Tokyo

The Japanese government has made its strongest statement yet in support of ratification of the Kyoto Protocol.

The statement, issued by a working group on global warming chaired by the prime minister, Junichiro Koizumi, says that Japan should “pursue the approval of the Kyoto Protocol and passage of relevant bills for its establishment” during this session of its parliament, the Diet, which ends on 19 June.

The working group also encouraged the amendment of an energy-efficiency law and the creation of a new law to promote the use of electricity from renewable sources.

The statement, which could open the way for Japan and Europe to implement the protocol without the support of the United States, was issued as US President George W. Bush arrived in Japan, having just released his own, minimalist strategy for dealing with climate change (see page 821).

“As soon as possible, we want to push forward with the ratification of the treaty and with the establishment of the means for achieving the goals,” says Hiroshi Ohki, Japan's environment minister.

Ohki says he hopes that the United States will still participate in the Kyoto treaty, although he also approves of the latest US effort to “create a concrete plan of their own”.

Questions remain about Japan's readiness to make genuine cuts in its carbon emissions. The powerful Keidanren industrial group has lobbied with apparent success against laws that would impose such cuts, and against taxes on emissions.
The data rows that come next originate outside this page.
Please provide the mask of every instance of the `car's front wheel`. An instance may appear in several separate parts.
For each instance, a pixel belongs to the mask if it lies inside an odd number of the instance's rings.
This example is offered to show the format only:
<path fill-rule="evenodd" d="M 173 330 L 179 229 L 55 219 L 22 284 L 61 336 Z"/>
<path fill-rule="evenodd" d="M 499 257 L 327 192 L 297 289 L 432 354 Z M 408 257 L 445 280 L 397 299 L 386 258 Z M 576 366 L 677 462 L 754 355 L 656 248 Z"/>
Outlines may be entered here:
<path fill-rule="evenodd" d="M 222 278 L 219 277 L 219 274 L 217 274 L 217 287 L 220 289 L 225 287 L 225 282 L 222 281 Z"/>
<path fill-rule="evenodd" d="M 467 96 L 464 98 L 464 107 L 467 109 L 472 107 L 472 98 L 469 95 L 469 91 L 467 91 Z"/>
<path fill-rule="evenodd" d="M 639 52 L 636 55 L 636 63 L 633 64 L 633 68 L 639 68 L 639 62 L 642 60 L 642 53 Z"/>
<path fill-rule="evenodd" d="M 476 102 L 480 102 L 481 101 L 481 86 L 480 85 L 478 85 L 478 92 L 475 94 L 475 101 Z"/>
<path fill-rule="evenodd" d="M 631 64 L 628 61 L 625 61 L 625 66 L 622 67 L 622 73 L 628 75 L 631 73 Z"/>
“Industrial groups like Keidanren have pushed for voluntary measures,” says Ohki. “Whereas the focus of the US plan is on voluntary compliance, in Japan there will be a mix of both compulsory and voluntary measures,” he says. The first phase of the protocol, in 2002–04, will depend mainly on voluntary compliance, according to officials at Japan's economic ministry.

Some Japanese researchers are also sceptical about the treaty's actual impact. “The wide range of uncertainty, in things like absorption of CO2 by forests, has become a tool of negotiation,” says Syukuro Manabe, of the Frontier Research System for Global Change in Tokyo. “As far as I can tell, the Kyoto Protocol hasn't shown us how to deal with these problems.”

Ratification “could be an embarrassment, if Japan joins and then just keeps missing targets,” says another researcher, at the National Institute of Environmental Studies in Tsukuba.